Sick and vulnerable people can be prone to the malign, even fraudulent, influence of relatives or others who are intent on maximising their inheritance. However, as a High Court case showed, such conduct is unlikely to go undetected.

The case concerned a man who was suffering from leukaemia when he died at the age of 92. Less than a month before he passed away, he made a will by which he bequeathed almost the whole of his estate to his daughter and her partner. He left only his cars and the contents of his shed and garage to his son. The son’s response was to launch proceedings challenging the will.

Following a hearing, the Court found on the evidence that the daughter had, prior to the making of the will, set out to assassinate the son’s character.
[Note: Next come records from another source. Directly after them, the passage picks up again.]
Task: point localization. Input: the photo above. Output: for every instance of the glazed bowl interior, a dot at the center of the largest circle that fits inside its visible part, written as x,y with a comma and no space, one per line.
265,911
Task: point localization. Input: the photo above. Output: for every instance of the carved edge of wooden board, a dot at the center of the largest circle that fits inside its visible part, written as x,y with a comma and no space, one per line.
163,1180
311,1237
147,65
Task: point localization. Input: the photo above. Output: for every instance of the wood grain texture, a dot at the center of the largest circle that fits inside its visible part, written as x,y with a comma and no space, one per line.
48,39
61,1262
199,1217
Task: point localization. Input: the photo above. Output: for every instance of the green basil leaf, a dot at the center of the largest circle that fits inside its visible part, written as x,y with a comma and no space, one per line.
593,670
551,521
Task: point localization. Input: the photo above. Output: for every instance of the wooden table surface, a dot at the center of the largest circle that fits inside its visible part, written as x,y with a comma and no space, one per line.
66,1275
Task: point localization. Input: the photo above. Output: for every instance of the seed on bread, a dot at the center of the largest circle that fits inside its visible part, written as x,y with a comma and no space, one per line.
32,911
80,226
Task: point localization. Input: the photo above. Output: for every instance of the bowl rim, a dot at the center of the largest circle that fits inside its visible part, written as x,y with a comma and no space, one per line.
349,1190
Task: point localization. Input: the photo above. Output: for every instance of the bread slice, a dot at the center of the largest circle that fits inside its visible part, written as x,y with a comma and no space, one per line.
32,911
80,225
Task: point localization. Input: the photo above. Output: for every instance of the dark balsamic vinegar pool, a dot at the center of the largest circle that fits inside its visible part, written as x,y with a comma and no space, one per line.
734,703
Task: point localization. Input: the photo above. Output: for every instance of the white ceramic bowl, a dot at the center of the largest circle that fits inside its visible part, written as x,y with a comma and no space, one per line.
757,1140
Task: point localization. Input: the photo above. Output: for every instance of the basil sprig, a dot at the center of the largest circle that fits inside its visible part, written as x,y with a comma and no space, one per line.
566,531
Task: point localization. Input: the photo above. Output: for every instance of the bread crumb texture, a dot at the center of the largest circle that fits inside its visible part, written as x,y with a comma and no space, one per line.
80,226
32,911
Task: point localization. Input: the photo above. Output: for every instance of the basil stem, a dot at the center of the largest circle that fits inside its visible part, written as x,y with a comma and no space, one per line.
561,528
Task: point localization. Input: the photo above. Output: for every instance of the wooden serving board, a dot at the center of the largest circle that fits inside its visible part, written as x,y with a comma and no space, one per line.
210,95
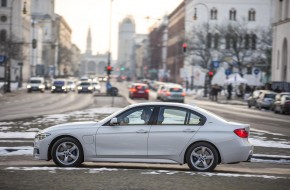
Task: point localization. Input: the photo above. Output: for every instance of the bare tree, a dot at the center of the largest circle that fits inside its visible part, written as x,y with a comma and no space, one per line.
239,43
200,48
64,57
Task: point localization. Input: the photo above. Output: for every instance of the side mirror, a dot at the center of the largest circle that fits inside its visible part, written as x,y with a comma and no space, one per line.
114,121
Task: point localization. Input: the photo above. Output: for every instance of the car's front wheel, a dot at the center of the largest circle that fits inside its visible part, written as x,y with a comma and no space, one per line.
67,152
202,157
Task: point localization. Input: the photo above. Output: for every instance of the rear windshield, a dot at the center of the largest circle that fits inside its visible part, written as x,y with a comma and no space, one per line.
175,90
35,81
270,96
85,84
58,83
141,87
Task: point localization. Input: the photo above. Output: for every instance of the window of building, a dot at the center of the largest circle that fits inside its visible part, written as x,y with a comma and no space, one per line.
216,41
247,41
208,41
254,40
3,3
213,14
252,15
3,35
3,18
235,41
233,14
228,41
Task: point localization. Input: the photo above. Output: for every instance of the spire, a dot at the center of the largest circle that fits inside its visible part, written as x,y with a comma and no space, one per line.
89,42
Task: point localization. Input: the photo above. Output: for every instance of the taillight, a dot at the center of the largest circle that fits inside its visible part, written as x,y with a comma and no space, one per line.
242,133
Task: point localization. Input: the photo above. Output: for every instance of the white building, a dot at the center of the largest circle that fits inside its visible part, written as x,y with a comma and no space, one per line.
253,16
281,46
92,65
15,29
126,43
44,31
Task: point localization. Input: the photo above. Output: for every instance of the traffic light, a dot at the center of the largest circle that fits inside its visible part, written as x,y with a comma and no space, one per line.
109,69
210,74
184,45
34,43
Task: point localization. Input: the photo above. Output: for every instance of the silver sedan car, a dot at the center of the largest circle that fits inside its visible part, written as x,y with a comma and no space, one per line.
153,132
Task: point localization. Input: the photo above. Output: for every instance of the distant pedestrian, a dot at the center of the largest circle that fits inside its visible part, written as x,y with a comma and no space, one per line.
230,89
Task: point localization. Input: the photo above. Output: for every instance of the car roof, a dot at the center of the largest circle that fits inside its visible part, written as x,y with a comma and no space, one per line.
139,84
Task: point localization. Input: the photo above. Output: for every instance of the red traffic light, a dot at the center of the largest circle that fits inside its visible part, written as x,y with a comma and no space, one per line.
109,68
184,45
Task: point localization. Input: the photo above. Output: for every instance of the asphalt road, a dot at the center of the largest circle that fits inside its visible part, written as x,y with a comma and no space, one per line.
23,172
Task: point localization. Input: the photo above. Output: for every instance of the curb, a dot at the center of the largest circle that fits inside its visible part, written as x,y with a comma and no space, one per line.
271,157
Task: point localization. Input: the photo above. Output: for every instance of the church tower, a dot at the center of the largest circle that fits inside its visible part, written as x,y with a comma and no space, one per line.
89,43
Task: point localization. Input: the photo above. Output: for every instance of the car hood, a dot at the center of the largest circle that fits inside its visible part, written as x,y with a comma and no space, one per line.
66,126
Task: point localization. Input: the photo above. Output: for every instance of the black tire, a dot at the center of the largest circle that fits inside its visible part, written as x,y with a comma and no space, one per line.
204,153
70,158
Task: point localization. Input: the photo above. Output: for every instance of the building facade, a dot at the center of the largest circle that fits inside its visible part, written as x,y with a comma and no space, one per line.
176,37
92,65
125,45
15,30
281,46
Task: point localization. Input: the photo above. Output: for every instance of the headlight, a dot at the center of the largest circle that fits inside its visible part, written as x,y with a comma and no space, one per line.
41,136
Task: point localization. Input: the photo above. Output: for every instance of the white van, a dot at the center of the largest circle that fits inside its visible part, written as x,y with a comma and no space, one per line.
36,84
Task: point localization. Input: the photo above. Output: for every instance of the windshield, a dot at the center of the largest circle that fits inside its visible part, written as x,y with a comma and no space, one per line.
60,83
35,81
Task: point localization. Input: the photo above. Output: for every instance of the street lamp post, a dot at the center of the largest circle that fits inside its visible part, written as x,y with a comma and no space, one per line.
7,73
206,82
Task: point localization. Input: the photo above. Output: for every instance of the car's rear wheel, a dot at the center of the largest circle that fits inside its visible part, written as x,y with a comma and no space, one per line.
67,152
202,157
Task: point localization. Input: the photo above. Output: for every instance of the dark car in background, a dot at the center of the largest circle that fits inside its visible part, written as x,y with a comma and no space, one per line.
59,85
85,87
266,99
252,100
139,90
282,105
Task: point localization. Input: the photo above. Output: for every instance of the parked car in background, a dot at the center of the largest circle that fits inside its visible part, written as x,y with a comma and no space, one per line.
278,98
282,105
59,85
97,86
266,99
149,132
252,100
35,84
47,84
71,85
102,78
171,92
85,87
139,90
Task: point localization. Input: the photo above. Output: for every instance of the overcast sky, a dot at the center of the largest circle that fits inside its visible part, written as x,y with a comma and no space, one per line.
80,14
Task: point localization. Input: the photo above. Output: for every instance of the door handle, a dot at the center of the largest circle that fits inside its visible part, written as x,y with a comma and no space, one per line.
188,130
141,131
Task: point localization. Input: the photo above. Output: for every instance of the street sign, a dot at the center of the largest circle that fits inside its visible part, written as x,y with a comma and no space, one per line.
2,59
228,72
215,64
256,71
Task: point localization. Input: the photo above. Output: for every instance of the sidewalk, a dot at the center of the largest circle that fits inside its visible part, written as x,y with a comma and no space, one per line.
222,99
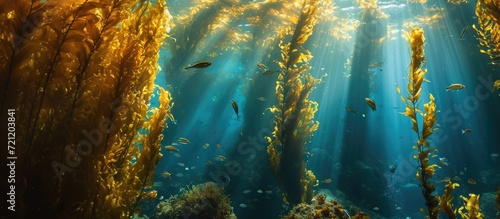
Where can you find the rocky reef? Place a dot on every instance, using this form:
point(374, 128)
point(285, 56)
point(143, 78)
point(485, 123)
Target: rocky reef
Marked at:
point(200, 202)
point(321, 208)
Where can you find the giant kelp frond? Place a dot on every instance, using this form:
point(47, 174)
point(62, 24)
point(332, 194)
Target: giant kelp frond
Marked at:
point(294, 113)
point(445, 200)
point(80, 78)
point(471, 205)
point(416, 76)
point(488, 19)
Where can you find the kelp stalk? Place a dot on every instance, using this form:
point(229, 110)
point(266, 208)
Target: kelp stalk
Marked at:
point(80, 75)
point(424, 151)
point(294, 113)
point(488, 19)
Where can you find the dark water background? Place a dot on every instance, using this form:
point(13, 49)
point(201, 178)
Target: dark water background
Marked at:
point(352, 150)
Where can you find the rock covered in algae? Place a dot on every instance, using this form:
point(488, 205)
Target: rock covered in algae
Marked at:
point(200, 202)
point(321, 208)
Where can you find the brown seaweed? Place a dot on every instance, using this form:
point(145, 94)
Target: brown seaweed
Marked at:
point(294, 113)
point(80, 75)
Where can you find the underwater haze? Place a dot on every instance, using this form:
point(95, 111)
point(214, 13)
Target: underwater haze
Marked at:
point(255, 108)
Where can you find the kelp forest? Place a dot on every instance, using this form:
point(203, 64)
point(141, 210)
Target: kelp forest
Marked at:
point(250, 109)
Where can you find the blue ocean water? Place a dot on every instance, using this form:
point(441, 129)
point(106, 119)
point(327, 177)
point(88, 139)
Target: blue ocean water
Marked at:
point(353, 150)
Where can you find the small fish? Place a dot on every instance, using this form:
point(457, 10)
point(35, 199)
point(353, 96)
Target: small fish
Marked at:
point(443, 160)
point(447, 179)
point(200, 64)
point(171, 148)
point(392, 168)
point(263, 99)
point(453, 87)
point(371, 103)
point(235, 107)
point(262, 66)
point(496, 85)
point(269, 72)
point(471, 181)
point(166, 174)
point(350, 109)
point(464, 32)
point(183, 140)
point(375, 64)
point(220, 157)
point(494, 155)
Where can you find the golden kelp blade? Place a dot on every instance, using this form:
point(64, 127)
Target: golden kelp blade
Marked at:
point(416, 76)
point(92, 68)
point(371, 103)
point(295, 110)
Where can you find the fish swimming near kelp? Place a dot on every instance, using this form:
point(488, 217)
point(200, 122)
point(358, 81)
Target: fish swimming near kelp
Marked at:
point(453, 87)
point(375, 64)
point(200, 64)
point(350, 109)
point(371, 103)
point(464, 32)
point(171, 148)
point(392, 168)
point(235, 107)
point(496, 85)
point(183, 140)
point(269, 72)
point(262, 66)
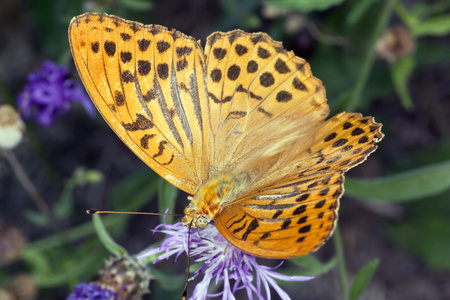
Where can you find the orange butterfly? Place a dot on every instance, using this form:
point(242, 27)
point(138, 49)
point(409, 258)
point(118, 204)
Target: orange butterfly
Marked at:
point(240, 125)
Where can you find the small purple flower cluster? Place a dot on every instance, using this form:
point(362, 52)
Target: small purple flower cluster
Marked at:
point(85, 291)
point(48, 94)
point(222, 263)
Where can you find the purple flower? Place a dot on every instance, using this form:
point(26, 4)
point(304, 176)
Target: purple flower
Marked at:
point(48, 94)
point(85, 291)
point(222, 262)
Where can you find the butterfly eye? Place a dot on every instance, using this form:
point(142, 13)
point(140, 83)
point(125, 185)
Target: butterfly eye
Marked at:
point(202, 221)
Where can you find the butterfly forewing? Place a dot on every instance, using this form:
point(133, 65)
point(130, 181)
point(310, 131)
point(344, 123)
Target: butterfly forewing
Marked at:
point(261, 96)
point(148, 84)
point(244, 109)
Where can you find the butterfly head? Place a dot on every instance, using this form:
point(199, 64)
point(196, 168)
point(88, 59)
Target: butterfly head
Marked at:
point(210, 197)
point(194, 219)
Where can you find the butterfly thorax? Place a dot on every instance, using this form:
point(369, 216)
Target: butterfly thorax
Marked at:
point(211, 197)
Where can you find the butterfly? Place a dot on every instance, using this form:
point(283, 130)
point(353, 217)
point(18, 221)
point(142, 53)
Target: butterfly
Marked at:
point(240, 125)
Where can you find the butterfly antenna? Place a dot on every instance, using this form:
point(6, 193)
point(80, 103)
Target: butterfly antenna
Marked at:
point(189, 262)
point(92, 211)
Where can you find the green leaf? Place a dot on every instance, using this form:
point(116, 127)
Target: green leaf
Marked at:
point(105, 238)
point(304, 5)
point(167, 195)
point(312, 265)
point(358, 10)
point(135, 191)
point(36, 260)
point(363, 278)
point(403, 187)
point(425, 231)
point(36, 218)
point(400, 74)
point(137, 5)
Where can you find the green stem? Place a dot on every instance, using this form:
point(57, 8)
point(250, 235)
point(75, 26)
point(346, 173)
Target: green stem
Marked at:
point(341, 262)
point(370, 56)
point(73, 234)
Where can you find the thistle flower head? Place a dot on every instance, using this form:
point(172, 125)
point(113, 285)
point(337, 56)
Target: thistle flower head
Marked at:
point(222, 263)
point(123, 278)
point(48, 94)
In her ailing father’s hearing, she gave vent to a tirade, painting the son as, amongst other things, a thief and a violent man who assaulted women. Although those and other allegations were entirely false, she succeeded in poisoning her father’s mind against his son.

Ruling the will invalid, the Court found that the father’s ability to make his will as a free agent was overborne by the daughter’s strident, forceful and repeated peddling of falsehoods concerning the son. She brought undue influence to bear on her father and the Court made a rare finding that her conduct amounted to fraudulent calumny. The ruling meant that the father died without making a valid will so that his estate would be divided equally between his next of kin.